Brenda tossed her head and sniffed. ‘Sorry,’ she said. ‘I’m not really a heroine, just an indoor girl with outdoor manners. What’s the puzzle?’
‘What’s going on here. That yarn about rustling could well be genuine. It could be that poaching gangs send spies up here and that these people have had a tip-off. On the other hand the yarn would be a perfect cover for an Operation Gorseprick – and ghillies don’t usually go around in battledress, sporting military insignia.’
‘Or wearing silver dirks,’ Brenda said. ‘You got MacAdolf frothing with that one. No, George, it doesn’t add up. Deer isn’t all they have on their minds.’

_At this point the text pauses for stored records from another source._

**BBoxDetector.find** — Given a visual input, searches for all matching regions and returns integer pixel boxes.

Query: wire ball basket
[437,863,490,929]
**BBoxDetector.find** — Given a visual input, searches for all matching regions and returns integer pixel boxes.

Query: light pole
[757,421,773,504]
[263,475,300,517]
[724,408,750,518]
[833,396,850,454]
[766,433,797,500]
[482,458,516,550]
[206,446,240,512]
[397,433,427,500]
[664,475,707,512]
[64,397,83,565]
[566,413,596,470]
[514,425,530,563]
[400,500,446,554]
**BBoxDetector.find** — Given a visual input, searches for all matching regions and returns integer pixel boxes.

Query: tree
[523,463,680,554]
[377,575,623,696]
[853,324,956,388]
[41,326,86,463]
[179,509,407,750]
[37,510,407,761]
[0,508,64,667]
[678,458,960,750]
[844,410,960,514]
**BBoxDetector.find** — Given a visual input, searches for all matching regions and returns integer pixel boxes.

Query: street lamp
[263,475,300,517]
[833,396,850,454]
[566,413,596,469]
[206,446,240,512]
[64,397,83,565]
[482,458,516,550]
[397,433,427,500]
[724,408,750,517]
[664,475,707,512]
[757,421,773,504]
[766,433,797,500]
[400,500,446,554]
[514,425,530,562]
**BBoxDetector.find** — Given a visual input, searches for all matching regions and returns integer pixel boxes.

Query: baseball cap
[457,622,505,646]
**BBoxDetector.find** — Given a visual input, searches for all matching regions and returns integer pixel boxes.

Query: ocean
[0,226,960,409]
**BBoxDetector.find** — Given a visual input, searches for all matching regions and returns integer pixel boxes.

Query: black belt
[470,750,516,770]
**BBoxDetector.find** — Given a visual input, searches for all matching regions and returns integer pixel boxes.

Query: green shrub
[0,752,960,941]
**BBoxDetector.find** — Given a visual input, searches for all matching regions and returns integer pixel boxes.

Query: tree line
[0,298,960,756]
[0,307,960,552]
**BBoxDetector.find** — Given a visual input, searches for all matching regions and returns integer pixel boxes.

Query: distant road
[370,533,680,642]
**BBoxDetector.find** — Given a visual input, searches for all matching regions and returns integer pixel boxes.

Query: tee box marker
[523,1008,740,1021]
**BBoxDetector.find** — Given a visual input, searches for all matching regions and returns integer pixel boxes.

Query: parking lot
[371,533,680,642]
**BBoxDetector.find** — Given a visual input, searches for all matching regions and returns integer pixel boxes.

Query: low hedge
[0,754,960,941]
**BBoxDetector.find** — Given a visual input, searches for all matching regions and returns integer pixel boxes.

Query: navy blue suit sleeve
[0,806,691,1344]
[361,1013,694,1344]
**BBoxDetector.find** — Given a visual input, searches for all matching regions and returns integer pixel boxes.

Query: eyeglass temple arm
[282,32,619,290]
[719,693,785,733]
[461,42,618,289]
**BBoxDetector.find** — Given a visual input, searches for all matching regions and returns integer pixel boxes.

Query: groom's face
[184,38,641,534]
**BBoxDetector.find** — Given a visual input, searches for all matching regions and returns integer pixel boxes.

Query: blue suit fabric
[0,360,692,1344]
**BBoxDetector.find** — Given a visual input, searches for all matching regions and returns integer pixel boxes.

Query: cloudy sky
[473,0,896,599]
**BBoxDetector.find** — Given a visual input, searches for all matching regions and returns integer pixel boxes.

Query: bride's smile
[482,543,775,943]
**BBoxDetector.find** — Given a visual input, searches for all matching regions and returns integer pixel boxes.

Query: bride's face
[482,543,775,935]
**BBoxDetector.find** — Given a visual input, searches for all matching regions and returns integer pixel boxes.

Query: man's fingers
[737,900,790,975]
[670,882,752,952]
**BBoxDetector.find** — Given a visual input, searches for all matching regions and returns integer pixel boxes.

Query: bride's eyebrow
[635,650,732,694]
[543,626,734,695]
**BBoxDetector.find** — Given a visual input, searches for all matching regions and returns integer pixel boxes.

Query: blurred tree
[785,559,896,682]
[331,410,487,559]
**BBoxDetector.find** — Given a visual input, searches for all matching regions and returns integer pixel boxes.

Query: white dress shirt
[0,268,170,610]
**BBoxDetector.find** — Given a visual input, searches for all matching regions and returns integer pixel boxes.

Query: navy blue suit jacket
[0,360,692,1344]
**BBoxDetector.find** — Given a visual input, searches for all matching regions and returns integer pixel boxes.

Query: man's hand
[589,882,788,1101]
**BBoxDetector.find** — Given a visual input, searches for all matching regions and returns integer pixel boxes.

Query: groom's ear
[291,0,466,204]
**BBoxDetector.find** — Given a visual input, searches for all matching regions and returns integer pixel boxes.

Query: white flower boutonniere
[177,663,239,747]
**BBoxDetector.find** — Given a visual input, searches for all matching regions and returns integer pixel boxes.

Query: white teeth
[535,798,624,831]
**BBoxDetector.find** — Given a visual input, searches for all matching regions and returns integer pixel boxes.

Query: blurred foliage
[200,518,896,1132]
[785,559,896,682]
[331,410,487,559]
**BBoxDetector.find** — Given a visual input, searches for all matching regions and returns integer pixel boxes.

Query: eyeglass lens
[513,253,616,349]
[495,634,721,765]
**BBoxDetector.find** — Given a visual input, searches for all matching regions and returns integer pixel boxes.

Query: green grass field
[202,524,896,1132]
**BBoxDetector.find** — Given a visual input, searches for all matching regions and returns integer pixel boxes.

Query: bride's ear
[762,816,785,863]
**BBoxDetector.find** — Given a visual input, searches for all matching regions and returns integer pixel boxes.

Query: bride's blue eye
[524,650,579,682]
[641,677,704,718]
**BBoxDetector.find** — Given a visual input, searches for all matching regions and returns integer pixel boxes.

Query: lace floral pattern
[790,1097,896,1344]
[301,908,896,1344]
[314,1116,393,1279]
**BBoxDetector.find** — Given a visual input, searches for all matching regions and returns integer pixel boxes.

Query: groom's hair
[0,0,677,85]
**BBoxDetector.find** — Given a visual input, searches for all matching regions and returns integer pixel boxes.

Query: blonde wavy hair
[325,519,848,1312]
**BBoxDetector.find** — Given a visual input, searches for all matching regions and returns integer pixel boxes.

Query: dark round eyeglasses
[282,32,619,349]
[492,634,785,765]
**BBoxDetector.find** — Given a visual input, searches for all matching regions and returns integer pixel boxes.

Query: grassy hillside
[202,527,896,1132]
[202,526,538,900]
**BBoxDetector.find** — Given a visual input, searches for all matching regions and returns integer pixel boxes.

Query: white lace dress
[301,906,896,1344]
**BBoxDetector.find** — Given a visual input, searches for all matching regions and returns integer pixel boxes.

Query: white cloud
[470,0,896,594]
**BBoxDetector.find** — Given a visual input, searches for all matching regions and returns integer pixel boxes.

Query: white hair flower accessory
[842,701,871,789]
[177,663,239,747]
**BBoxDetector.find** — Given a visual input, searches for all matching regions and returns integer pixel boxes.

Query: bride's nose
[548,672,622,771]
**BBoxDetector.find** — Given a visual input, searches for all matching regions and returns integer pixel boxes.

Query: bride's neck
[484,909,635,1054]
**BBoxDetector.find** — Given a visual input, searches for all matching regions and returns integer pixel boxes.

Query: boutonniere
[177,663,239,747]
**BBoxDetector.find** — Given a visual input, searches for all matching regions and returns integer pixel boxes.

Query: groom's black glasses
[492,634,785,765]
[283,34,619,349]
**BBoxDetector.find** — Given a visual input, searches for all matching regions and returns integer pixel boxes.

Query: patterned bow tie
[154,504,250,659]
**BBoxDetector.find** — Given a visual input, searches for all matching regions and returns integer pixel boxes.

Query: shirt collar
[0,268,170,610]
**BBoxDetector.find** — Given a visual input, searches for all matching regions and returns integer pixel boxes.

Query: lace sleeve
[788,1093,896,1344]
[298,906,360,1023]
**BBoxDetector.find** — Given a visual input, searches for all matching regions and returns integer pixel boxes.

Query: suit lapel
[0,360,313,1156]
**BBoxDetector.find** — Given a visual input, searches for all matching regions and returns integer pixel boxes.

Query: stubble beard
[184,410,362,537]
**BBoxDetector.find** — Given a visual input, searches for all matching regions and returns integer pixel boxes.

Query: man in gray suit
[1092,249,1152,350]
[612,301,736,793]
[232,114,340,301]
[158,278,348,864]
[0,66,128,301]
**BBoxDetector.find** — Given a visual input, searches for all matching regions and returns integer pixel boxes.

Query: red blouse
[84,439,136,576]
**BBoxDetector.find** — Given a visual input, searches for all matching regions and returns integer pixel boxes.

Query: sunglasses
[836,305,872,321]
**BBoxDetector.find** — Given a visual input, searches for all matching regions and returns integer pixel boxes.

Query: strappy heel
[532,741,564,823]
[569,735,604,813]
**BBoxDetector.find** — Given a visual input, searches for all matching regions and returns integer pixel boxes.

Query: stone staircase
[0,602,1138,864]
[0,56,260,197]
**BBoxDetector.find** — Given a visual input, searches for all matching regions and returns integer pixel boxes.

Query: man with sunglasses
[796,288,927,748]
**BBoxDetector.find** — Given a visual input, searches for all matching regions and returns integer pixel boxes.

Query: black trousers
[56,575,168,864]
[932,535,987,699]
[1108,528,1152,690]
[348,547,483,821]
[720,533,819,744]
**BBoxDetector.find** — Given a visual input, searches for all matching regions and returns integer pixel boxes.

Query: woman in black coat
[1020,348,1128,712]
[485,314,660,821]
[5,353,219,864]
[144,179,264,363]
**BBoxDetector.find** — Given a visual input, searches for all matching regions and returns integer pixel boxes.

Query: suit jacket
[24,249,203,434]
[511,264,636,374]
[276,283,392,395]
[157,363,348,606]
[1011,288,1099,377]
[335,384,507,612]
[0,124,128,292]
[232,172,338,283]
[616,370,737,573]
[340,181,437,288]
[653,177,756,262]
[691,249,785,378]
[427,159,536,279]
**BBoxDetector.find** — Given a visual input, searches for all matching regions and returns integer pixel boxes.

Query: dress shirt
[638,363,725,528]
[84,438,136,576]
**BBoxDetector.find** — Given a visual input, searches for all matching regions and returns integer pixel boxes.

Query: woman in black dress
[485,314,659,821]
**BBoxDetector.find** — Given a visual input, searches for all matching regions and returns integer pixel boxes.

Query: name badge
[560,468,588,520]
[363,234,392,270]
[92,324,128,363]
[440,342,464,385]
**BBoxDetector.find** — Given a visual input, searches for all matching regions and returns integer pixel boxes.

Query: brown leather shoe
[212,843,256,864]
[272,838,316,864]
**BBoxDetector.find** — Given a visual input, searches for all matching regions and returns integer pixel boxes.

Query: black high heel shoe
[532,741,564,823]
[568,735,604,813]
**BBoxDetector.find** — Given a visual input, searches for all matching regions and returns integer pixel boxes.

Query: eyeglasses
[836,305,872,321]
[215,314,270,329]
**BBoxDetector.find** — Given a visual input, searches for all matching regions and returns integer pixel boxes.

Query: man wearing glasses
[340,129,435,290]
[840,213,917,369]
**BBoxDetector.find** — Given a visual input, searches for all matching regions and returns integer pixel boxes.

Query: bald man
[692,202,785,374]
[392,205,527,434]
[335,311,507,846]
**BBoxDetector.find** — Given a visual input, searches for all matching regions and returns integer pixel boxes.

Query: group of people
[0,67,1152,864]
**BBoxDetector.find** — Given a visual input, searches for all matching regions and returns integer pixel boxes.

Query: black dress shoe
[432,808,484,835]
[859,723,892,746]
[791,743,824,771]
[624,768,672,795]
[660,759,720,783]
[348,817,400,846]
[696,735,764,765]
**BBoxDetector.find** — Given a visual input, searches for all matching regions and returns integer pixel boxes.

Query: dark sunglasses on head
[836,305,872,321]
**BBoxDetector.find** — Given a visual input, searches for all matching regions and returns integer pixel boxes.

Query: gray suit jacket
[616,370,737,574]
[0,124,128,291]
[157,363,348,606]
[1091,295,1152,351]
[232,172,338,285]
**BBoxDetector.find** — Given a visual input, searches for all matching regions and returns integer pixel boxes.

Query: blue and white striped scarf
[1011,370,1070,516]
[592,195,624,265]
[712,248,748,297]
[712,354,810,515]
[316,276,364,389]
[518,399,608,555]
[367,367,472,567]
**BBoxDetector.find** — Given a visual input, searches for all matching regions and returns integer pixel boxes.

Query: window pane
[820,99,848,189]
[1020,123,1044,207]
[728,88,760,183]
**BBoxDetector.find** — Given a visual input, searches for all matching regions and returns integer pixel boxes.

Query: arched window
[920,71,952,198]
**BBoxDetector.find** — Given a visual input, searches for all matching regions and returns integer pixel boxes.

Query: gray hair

‘The yarn could still be genuine,’ Gently said. ‘It wouldn’t be a less effective cover. In fact, it would be ideal to have an explanation that would stand up to official scrutiny.’
‘But you know, I know,’ Brenda said. ‘And worst of all, MacAdolf knows we know – that what we saw wasn’t entirely to do with deer-protection, and wouldn’t stand up to official scrutiny. So what’s he going to do about that?’
Gently chuckled. ‘He’s probably wondering.’
‘Yes, and I’m wondering too – and the more I wonder the less I like it.’
‘So,’ Gently said. ‘Perhaps it would be wise to help the man with a solution.’
‘How do you mean?’
‘We’d best get out of here – through that window, if we can unlock it.’
He went to the window, struck a match and examined the zinc and the wood framing. Then he took out a pocket knife and began prising up the zinc with the blade.
‘But that’s no use,’ Brenda said. ‘Look – bars.’
‘Patience,’ Gently said. ‘One step at a time. I’ve an idea those bars are to keep people out – which is rather different from keeping them in.’